Photo of Jenny MacklinJenny Macklin (Jagajaga, Australian Labor Party, Deputy Leader of the Opposition) Share this | Hansard source

Her whole point last Thursday was just so out of touch and so steeped in politics. It had nothing to do with the standard of education that is being delivered—for example, by the New South Wales Board of Education—and everything to do with politics. That is all the government are interested in these days. They are interested in politics and they are interested in making ridiculous statements like: ‘Themes in school curriculum coming from Chairman Mao.’ This minister for education has yet again been shown up today as being completely out of touch.
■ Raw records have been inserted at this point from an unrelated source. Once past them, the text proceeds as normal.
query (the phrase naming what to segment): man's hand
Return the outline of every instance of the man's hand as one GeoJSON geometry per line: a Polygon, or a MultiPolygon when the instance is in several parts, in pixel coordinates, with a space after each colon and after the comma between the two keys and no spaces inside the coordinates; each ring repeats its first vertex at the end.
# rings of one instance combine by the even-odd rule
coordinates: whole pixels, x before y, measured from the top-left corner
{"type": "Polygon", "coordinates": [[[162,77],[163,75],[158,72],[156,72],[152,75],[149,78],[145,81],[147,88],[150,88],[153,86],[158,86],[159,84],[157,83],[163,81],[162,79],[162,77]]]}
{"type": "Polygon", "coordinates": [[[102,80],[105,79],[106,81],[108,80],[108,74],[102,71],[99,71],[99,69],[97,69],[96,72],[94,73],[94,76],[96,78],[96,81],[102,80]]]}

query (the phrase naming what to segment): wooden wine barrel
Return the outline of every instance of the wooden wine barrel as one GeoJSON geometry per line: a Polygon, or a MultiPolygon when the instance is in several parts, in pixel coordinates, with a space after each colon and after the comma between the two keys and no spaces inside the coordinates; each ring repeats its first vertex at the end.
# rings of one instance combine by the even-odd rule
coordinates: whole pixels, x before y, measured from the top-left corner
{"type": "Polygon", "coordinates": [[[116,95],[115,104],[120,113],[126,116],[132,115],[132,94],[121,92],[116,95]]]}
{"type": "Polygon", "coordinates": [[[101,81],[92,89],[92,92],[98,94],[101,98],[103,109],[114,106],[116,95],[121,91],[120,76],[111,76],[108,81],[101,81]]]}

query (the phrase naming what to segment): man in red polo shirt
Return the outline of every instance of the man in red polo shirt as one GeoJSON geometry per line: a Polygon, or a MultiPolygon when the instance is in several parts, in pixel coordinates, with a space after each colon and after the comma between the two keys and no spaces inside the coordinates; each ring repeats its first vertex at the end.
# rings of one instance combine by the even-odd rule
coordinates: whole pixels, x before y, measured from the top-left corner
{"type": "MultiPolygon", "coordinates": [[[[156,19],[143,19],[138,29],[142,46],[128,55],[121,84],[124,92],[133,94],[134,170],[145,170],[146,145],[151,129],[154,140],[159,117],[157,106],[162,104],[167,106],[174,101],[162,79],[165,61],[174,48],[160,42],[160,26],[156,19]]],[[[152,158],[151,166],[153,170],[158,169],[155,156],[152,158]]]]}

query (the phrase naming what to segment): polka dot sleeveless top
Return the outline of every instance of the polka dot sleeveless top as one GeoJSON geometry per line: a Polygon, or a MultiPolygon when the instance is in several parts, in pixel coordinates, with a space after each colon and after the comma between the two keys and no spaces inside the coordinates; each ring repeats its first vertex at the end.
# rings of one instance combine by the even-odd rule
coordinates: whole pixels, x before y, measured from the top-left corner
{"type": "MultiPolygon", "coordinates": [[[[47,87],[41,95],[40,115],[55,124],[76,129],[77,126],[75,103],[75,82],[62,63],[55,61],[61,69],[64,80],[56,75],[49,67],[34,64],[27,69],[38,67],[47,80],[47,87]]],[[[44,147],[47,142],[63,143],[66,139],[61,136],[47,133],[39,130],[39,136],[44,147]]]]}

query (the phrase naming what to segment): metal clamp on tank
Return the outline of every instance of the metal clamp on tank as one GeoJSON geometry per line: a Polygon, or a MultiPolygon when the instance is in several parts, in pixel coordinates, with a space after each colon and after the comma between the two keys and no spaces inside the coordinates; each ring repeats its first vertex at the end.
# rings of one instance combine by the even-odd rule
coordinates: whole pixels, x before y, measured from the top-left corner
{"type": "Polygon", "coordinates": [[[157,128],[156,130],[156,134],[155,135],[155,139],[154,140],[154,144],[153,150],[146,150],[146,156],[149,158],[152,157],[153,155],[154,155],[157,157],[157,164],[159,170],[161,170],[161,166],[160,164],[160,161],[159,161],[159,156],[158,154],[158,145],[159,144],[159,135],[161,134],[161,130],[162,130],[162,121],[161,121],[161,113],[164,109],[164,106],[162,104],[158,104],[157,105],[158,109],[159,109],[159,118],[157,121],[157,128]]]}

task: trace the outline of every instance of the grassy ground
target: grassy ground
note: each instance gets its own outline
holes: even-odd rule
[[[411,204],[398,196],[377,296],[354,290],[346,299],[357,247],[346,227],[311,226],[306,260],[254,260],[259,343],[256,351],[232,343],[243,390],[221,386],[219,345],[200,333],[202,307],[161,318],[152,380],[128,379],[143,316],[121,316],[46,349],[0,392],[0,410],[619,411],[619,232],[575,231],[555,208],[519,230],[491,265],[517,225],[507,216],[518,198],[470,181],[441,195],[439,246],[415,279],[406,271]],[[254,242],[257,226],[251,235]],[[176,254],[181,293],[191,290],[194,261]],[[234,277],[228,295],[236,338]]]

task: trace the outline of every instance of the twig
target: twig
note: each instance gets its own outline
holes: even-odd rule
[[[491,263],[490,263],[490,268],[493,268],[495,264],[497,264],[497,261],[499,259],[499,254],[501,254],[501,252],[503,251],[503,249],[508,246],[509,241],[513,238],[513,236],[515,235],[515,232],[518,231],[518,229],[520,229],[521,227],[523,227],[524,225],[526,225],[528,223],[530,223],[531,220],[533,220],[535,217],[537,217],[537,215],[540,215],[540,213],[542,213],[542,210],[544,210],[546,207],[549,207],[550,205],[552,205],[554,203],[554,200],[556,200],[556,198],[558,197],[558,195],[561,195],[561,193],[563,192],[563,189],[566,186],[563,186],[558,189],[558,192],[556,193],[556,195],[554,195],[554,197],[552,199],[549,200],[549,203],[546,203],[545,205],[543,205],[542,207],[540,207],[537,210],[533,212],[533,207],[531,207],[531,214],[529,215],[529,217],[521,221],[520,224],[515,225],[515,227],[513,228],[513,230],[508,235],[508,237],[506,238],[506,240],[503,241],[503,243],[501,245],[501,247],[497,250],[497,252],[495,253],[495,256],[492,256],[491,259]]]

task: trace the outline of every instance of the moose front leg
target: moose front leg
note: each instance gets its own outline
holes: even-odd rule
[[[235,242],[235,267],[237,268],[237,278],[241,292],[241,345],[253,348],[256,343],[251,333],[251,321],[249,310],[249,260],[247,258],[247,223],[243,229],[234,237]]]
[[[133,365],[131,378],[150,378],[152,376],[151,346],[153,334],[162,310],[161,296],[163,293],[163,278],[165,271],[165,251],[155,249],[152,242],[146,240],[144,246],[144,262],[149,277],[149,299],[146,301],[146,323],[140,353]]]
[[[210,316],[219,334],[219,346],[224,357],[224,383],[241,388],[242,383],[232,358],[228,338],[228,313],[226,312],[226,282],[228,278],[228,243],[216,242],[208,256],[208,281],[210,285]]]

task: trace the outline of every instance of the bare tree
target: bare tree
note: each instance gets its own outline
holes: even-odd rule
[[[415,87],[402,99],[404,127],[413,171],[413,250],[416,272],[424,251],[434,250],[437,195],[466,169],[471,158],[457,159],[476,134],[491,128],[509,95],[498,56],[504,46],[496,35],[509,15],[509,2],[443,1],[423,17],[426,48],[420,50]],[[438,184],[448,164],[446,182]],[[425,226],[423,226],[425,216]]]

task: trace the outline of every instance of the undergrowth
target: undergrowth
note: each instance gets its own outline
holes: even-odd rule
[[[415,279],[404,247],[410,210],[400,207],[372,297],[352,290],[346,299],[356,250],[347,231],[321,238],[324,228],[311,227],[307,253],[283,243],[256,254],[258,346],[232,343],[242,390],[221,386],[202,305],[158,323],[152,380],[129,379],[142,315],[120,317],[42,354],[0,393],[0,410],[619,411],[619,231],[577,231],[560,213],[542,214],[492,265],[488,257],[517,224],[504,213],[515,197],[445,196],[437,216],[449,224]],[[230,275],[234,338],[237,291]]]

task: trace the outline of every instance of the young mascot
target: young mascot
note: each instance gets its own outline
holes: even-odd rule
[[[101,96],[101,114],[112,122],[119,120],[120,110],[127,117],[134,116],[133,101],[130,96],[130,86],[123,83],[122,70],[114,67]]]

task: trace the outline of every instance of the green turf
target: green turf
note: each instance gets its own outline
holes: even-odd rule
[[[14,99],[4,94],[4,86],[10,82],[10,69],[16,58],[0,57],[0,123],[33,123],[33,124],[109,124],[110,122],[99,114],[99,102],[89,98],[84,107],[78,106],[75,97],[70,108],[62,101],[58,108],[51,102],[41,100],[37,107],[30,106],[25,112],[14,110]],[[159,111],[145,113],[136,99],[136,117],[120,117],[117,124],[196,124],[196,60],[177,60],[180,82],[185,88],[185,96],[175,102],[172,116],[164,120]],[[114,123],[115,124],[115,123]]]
Following her extraordinary remarks, we had quite a lot of comment in the media about whether or not her criticisms bore any relationship to reality—is she so out of touch that she had no support from those who do understand what is happening to the standards of education in our schools? Unlike the minister for education, Professor Barry McGaw, architect of the New South Wales Higher School Certificate and former head of education in the OECD—that is, somebody who does actually know about standards in education—dismissed out of hand the education minister’s claims that literacy and numeracy standards are falling. In fact, he is quoted in the Sydney Morning Herald as saying:

“There has been a substantial attention to particularly literacy but also numeracy in recent years with state and national assessment programs and curriculum reform,” he said.

“The international comparison shows we are not doing too badly at all in those domains.”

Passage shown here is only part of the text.